A múmia é o filme que inicia o universo expandido da Universal chamado de Dark Universe. Para quem não sabe, o universo expandido é a nova fórmula de sucesso em Hollywood. E não é só os super-heróis que terão essa extensão. A pretensão com A múmia é criar um mundo que conectaria monstros e deuses e manter os filmes interligados através dos personagens. E a pergunta que fica é: esse universo  foi iniciado de maneira correta? Respondo-lhes: Nem tanto.

Basicamente, temos 2 opções de encarar esse filme: 1) se você for esperando algo fiel aos filmes anteriores, você vai “quebrar a cara”, mas 2) se você for somente para se divertir e não se incomodar com o humor forçado de Tom Cruise e um “terror” que não amedronta, somente diverte, vai ser uma boa sessão para o final de semana com a família. 

Podemos até entender as motivações de Ahmanet de fazer de tudo para realizar o sonho de torna-se rainha, mas qual é a verdadeira personalidade de Nick Morton (Tom Cruise)? Ele é ladrão, cafajeste e galinha ou é o homem que vira herói ao ver a uma mocinha em apuros? Detalhe: a mocinha foi a mulher que ele usou e roubou... difícil de entender. Não precisamos nem comentar sobre o humor forçado e muitas vezes sem graça do protagonista.

Apesar dos “probleminhas” em A múmia, teve acertos e eles precisam ser enaltecidos. Como não falar de Sofia Boutella como a vilã/múmia? Sexy, poderosa e ameaçadora. Um acerto, sem dúvidas, foi ter transformado a múmia num personagem feminino. E o Dr. Henry Jekyll (Russel Crowe) é o personagem que explica esse universo expandido. Durante todo o filme, vemos o seu alter ego querendo tomar o controle, apesar de não ser explicado o motivo de ele ser daquele jeito.

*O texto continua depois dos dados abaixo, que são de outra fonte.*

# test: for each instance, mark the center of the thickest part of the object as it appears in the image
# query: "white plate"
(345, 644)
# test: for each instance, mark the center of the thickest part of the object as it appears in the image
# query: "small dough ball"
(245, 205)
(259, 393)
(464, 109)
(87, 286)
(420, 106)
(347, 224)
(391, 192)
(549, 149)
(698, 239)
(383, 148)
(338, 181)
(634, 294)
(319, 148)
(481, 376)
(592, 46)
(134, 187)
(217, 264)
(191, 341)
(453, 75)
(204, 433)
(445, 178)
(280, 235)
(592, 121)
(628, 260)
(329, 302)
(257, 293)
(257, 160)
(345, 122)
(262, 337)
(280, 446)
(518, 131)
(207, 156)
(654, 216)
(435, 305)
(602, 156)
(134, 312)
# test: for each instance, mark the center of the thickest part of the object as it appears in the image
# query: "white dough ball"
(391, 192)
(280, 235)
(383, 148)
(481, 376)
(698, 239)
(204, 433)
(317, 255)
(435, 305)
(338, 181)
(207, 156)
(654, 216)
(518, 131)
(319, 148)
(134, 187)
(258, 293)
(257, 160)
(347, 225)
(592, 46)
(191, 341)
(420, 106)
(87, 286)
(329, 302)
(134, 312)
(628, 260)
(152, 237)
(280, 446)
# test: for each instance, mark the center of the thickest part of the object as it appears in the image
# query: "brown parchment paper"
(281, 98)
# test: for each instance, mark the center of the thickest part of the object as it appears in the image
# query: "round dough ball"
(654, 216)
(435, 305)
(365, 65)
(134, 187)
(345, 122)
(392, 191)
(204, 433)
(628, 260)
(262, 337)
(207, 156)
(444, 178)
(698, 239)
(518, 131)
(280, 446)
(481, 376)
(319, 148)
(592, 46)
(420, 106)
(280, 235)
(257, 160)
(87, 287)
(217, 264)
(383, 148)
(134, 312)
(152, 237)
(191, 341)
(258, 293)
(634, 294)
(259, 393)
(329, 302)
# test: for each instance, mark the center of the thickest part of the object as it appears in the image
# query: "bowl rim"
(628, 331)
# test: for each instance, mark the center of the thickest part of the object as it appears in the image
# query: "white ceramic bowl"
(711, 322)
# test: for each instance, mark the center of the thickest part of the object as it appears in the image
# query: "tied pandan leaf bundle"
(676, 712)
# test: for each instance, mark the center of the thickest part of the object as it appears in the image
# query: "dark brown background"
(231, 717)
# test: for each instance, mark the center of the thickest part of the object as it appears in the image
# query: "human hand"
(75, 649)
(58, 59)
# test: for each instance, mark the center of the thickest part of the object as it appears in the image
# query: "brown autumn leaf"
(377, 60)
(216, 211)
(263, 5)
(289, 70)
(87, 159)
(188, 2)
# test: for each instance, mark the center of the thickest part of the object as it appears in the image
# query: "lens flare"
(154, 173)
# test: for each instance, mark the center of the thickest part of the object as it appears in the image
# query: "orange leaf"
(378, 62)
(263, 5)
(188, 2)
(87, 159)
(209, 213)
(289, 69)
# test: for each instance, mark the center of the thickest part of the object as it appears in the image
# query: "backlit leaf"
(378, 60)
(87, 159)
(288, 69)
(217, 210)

O tempo todo, durante o longa, podemos ver as informações dadas sobre como esse universo expandido nasceu, apesar de essas informações serem, muitas vezes, bem irrelevantes para A múmia, mas não para o Dark Universe. O que teremos é a dicotomia mal e bem e como e como eles farão o possível para "estudar" esse mal. Só esperamos que os próximos filmes sejam melhores. Caso consigam melhorar, agradeceremos. Afinal, queremos muito ver outros reboots dos clássicos monstros da Universal. Só não acabem com nossa infância, por favor!